Download the Old Faithful dataset by choosing the "red dot" (Excel) version. Open the dataset with scalc.exe (the OpenOffice spreadsheet application).

OldFaithful-1.png

Define the histogram's class interval

The class interval specifies the range of values to include in each bar of the histogram. The interval must be the same for all bars.

In unused cells to the right of the data, enter the formulas for min, max and count. These values are needed to determine the number and size of the classes.

OldFaithful-2.png

The Rice Rule with 222 observations yields 12 classes. Choose a starting value that is equal to or slightly less than the lowest value.[1] In this example set the starting value just below the minimum duration, 1.6. Calculate the size of the class interval by dividing the difference between the max and min by the number of class intervals. In this case, [math]\frac{5.2-1.7}{12}=.29\,[/math], which rounds to [math].3\,[/math].

With a starting value of 1.6, a max of 5.2, and a class size of .3, the upper threshold for each class will be 1.9, 2.2, 2.5, ... 5.2. Lower limits are not needed when using the OpenOffice FREQUENCY function. Adding an additional class above and below the extreme values will visually suggest that all of the sample data is included.

  • In one of the columns near the data, enter these numbers: 1.6, 1.9, 2.2, 2.5, ... 5.2, 5.5.
OldFaithful-3.png

Calculate the frequencies in each class interval

The frequency count in each class can be automatically counted using the FREQUENCY function in OpenOffice.
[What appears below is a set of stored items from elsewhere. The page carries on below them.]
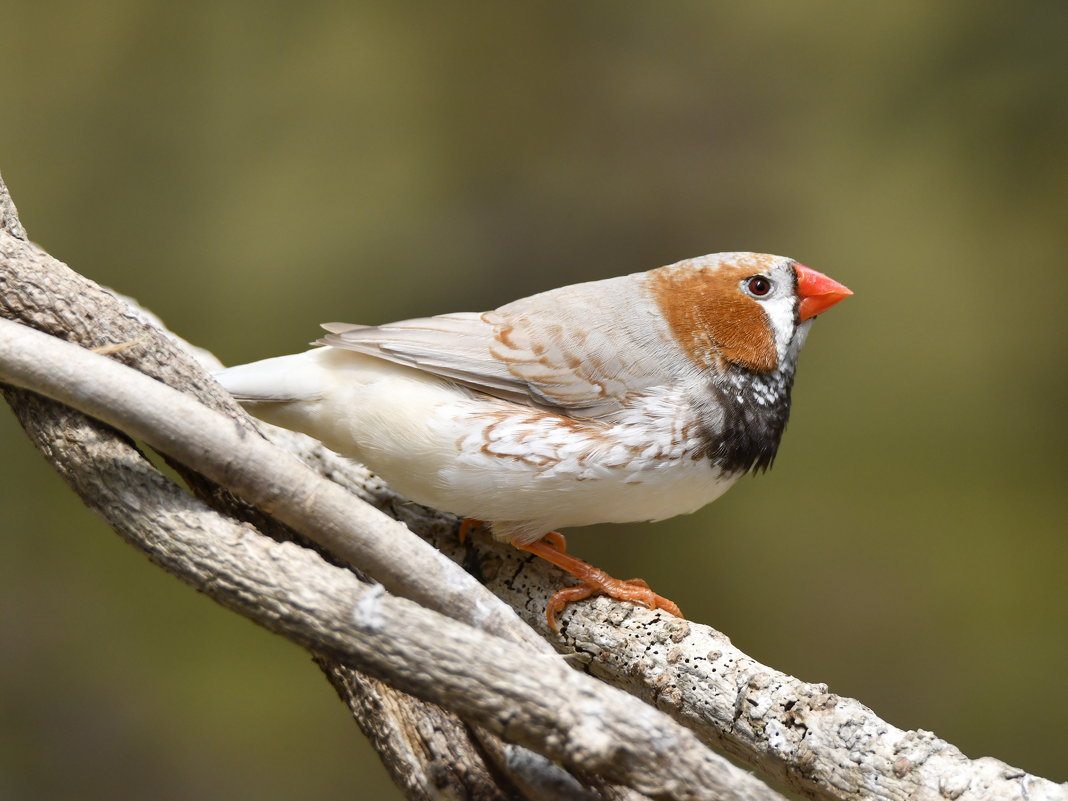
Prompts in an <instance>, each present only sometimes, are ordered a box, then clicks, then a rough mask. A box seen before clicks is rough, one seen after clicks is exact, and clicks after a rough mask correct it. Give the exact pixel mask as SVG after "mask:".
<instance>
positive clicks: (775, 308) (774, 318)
mask: <svg viewBox="0 0 1068 801" xmlns="http://www.w3.org/2000/svg"><path fill="white" fill-rule="evenodd" d="M764 312H765V314H767V315H768V320H769V321H770V323H771V330H772V331H773V332H774V335H775V352H776V354H778V356H779V363H780V364H782V363H783V361H784V360H785V359H786V355H787V352H788V351H789V348H790V343H791V342H792V340H794V299H792V298H791V297H789V296H788V295H781V296H779V297H775V298H771V299H770V300H768V301H765V303H764Z"/></svg>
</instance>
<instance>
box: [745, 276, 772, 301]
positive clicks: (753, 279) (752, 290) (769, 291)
mask: <svg viewBox="0 0 1068 801" xmlns="http://www.w3.org/2000/svg"><path fill="white" fill-rule="evenodd" d="M771 287H772V283H771V279H769V278H768V277H767V276H753V278H751V279H749V280H748V281H745V288H747V289H748V290H749V294H750V295H752V296H753V297H755V298H763V297H764V296H765V295H767V294H768V293H769V292H771Z"/></svg>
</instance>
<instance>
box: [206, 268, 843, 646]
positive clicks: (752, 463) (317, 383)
mask: <svg viewBox="0 0 1068 801" xmlns="http://www.w3.org/2000/svg"><path fill="white" fill-rule="evenodd" d="M850 295H852V292H851V290H850V289H848V288H846V287H845V286H844V285H842V284H841V283H838V282H837V281H834V280H833V279H831V278H828V277H827V276H824V274H822V273H821V272H818V271H816V270H814V269H812V268H810V267H805V266H804V265H802V264H799V263H798V262H796V261H794V260H791V258H787V257H785V256H776V255H771V254H767V253H751V252H732V253H713V254H710V255H705V256H700V257H696V258H688V260H685V261H680V262H677V263H675V264H671V265H668V266H664V267H658V268H656V269H651V270H647V271H644V272H634V273H631V274H627V276H622V277H616V278H609V279H603V280H599V281H590V282H585V283H577V284H571V285H567V286H562V287H559V288H555V289H550V290H548V292H543V293H539V294H536V295H532V296H530V297H527V298H522V299H520V300H516V301H514V302H511V303H507V304H505V305H502V307H500V308H498V309H496V310H493V311H489V312H482V313H478V312H464V313H453V314H441V315H437V316H433V317H420V318H415V319H407V320H400V321H398V323H390V324H386V325H378V326H365V325H352V324H341V323H328V324H324V325H323V328H324V329H325V330H326V331H327V333H326V335H324V336H321V337H320V339H319V340H317V341H315V342H314V343H312V345H313V346H314V347H313V348H312V349H311V350H307V351H304V352H300V354H294V355H290V356H282V357H276V358H270V359H265V360H262V361H256V362H252V363H250V364H242V365H238V366H234V367H230V368H226V370H223V371H221V372H219V373H217V374H216V378H217V380H218V381H219V382H220V383H221V384H222V386H223V388H225V389H226V390H227V391H229V392H230V393H231V394H233V396H234V397H235V398H236V399H238V400H239V402H240V403H241V404H242V405H244V406H245V407H246V408H247V409H248V410H249V411H250V412H251V413H253V414H254V415H256V417H258V418H261V419H262V420H264V421H266V422H268V423H272V424H276V425H279V426H282V427H285V428H290V429H294V430H298V431H302V433H304V434H308V435H311V436H312V437H314V438H315V439H317V440H319V441H321V442H323V443H324V444H325V445H327V446H328V447H329V449H331V450H333V451H336V452H337V453H340V454H342V455H344V456H347V457H350V458H354V459H356V460H358V461H360V462H362V464H363V465H365V466H366V467H367V468H370V469H371V470H372V471H373V472H375V473H376V474H378V475H379V476H380V477H381V478H383V480H384V481H386V483H387V484H389V485H390V487H391V488H392V489H394V490H395V491H397V492H398V493H400V494H403V496H405V497H406V498H408V499H410V500H412V501H415V502H418V503H421V504H424V505H427V506H433V507H435V508H439V509H443V511H446V512H451V513H454V514H456V515H458V516H460V517H461V518H464V521H465V522H464V525H462V527H461V529H460V532H461V535H462V533H464V532H466V531H467V530H469V529H470V528H471V527H473V525H481V524H483V523H485V524H486V525H488V527H489V529H490V531H491V533H492V535H493V536H494V537H496V538H497V539H500V540H504V541H508V543H511V544H512V545H514V546H516V547H517V548H519V549H522V550H525V551H530V552H532V553H534V554H536V555H538V556H541V557H544V559H546V560H548V561H549V562H551V563H553V564H555V565H557V566H559V567H561V568H563V569H564V570H566V571H567V572H569V574H571V575H572V576H575V577H576V578H578V579H579V580H580V581H581V583H580V584H579V585H577V586H569V587H564V588H562V590H560V591H557V592H556V593H555V594H554V595H553V596H552V597H551V598H550V600H549V601H548V604H547V609H546V618H547V622H548V624H549V626H550V628H552V629H554V630H556V629H557V621H556V614H557V613H559V612H561V611H562V610H563V609H564V608H566V607H567V604H569V603H570V602H574V601H576V600H579V599H581V598H585V597H588V596H590V595H593V594H595V593H596V594H604V595H609V596H610V597H613V598H615V599H617V600H624V601H634V602H638V603H641V604H643V606H646V607H648V608H653V609H660V610H663V611H665V612H669V613H671V614H673V615H677V616H681V612H680V610H679V609H678V607H677V604H675V603H674V602H673V601H671V600H669V599H668V598H664V597H663V596H660V595H658V594H656V593H655V592H653V591H651V590H650V588H649V586H648V584H646V583H645V582H644V581H642V580H641V579H630V580H618V579H614V578H612V577H611V576H609V575H608V574H607V572H604V571H603V570H600V569H599V568H596V567H594V566H593V565H591V564H588V563H586V562H584V561H582V560H579V559H577V557H575V556H574V555H571V554H570V553H568V552H567V546H566V540H565V539H564V538H563V535H561V534H560V533H559V532H560V530H561V529H568V528H575V527H583V525H590V524H593V523H625V522H639V521H651V520H662V519H665V518H669V517H674V516H676V515H681V514H689V513H692V512H695V511H696V509H698V508H701V507H703V506H705V505H706V504H708V503H710V502H712V501H714V500H716V499H717V498H719V497H720V496H721V494H722V493H723V492H724V491H726V490H727V489H728V488H729V487H731V486H732V485H733V484H734V483H735V482H736V481H737V480H738V478H739V477H741V476H742V475H744V474H747V473H750V472H760V471H765V470H767V469H768V468H770V467H771V464H772V461H773V460H774V458H775V454H776V452H778V450H779V444H780V440H781V439H782V436H783V431H784V429H785V427H786V422H787V419H788V417H789V410H790V391H791V387H792V383H794V376H795V370H796V366H797V360H798V354H799V352H800V350H801V346H802V345H803V344H804V341H805V337H806V336H807V334H808V331H810V328H811V327H812V323H813V319H814V318H815V317H816V316H817V315H819V314H821V313H822V312H826V311H827V310H828V309H830V308H831V307H833V305H834V304H835V303H837V302H839V301H841V300H843V299H844V298H846V297H848V296H850Z"/></svg>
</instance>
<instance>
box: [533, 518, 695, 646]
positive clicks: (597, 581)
mask: <svg viewBox="0 0 1068 801" xmlns="http://www.w3.org/2000/svg"><path fill="white" fill-rule="evenodd" d="M557 537H559V539H557ZM560 540H563V536H562V535H561V534H559V533H557V532H552V533H551V534H547V535H546V537H545V539H539V540H537V541H536V543H530V544H529V545H516V547H517V548H519V549H520V550H524V551H530V552H531V553H533V554H535V555H537V556H540V557H541V559H544V560H546V561H547V562H551V563H552V564H554V565H555V566H556V567H559V568H561V569H562V570H566V571H567V572H569V574H571V576H575V577H576V578H577V579H579V580H580V581H581V582H582V583H581V584H579V585H578V586H569V587H565V588H563V590H560V591H557V592H556V593H555V594H554V595H553V596H552V597H551V598H550V599H549V604H548V607H546V610H545V616H546V619H547V621H548V622H549V628H551V629H552V630H553V631H559V626H557V625H556V613H557V612H560V611H561V610H563V609H564V608H565V607H566V606H567V604H568V603H571V602H574V601H577V600H582V599H583V598H588V597H590V596H591V595H594V594H595V593H602V594H604V595H607V596H609V597H610V598H615V599H616V600H629V601H635V602H638V603H641V604H642V606H644V607H648V608H649V609H662V610H663V611H665V612H669V613H671V614H673V615H675V616H676V617H681V616H682V612H681V611H680V610H679V608H678V606H677V604H676V603H675V602H674V601H671V600H668V599H666V598H664V597H663V596H660V595H657V594H656V593H654V592H653V591H651V590H650V588H649V585H648V584H646V583H645V582H644V581H642V580H641V579H630V580H628V581H622V580H619V579H613V578H612V577H611V576H609V575H608V574H607V572H604V571H603V570H601V569H599V568H597V567H594V566H593V565H591V564H590V563H588V562H583V561H582V560H581V559H576V557H575V556H571V555H568V554H567V553H566V552H565V551H564V550H563V549H562V548H557V547H556V543H557V541H560Z"/></svg>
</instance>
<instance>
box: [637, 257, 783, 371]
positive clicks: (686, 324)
mask: <svg viewBox="0 0 1068 801" xmlns="http://www.w3.org/2000/svg"><path fill="white" fill-rule="evenodd" d="M756 271H758V269H757V270H754V269H752V267H747V268H742V267H738V266H735V265H723V266H721V267H720V268H718V269H717V268H693V267H686V266H682V267H674V266H673V267H662V268H660V269H658V270H653V271H651V272H650V273H649V277H648V281H649V286H650V288H651V290H653V296H654V298H655V299H656V301H657V305H658V307H659V308H660V313H661V314H663V316H664V319H665V320H668V326H669V327H670V328H671V332H672V334H674V336H675V339H676V341H677V342H678V345H679V347H680V348H682V351H684V352H685V354H686V355H687V357H688V358H689V359H690V361H692V362H693V363H694V364H696V365H697V366H700V367H710V366H712V365H713V364H716V363H717V362H718V361H720V360H721V359H723V360H726V361H728V362H732V363H734V364H740V365H741V366H743V367H748V368H749V370H754V371H757V372H761V373H767V372H770V371H772V370H774V368H775V366H776V365H778V361H779V358H778V355H776V352H775V341H774V336H773V335H772V332H771V328H770V326H769V325H768V319H767V316H766V315H765V314H764V310H763V309H760V304H759V303H757V302H756V301H755V300H753V299H752V298H750V297H748V296H745V295H742V293H741V290H740V289H739V288H738V285H739V282H740V281H741V280H742V279H743V278H747V277H748V276H749V274H752V273H753V272H756Z"/></svg>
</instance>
The FREQUENCY function is an array function, returning values to a range of cells.

  • Hightlight the range of cells in the column adjacent to the class intervals, labeled "Duration Freq."
  • Choose Insert > Function.
  • Scroll down the list of functions to select FREQUENCY.
  • Click on Next>>.

The Function Wizard will display. The FREQUENCY function requires two arguments: data and classes.

OldFaithful-4.png
  • Click on the shrink button, OpenOfficeShrink.png, next to the data field.
  • Highlight the cell range which contains the data.
  • Click the maximize button, OpenOfficeMaximize.png, to return to the full dialog box.
  • Use the same procedure to fill in the range for the classes.

The completed formula will display in the formula bar.

  • Click OK.

The frequencies for each class interval display in the cells adjacent to the class limits.

OldFaithful-5.png

Create the histogram

  • Select Insert > Chart....

The Chart Wizard dialog box opens.

  • For 1. Chart Type, select Column.
  • Click on Next>>.
  • For 2. Data Range, click on the shrink button, OpenOfficeShrink.png.
  • Highlight the full range of classes and frequencies.
  • Check the box "First column as label", so the class levels are used as labels for the x-axis.
  • If you include the header labels, check the box "First row as label."
OldFaithful-6.png
  • Click on Next>>.

No revisions are necessary on 3. Data Series.

  • Click on Next>>.
  • For 4. Chart Elements, enter a title, labels for the x and y axes, uncheck "Display grids" and uncheck "Display legend." *Click Finish.

The chart is inserted into the open sheet.

  • To remove the space between the bars, as required for a histogram, double click on the graph to enter edit mode, right click on the bars and choose Object Properties....
  • Choose the Options tab
  • Set the "Spacing" under "Settings" to 0%.
  • Click OK.

The histogram displays.

OldFaithful-7.png

The histogram clearly indicates that the duration data are bimodal with one mode near 1.9 minutes and a second mode near 4.6 minutes.

Notes

  1. An alternative approach is offered by the author's of Collaborative Statistics (2. Descriptive Statistics, Histograms) who recommend a starting value carried out to one more decimal place than the data point with the most decimal values.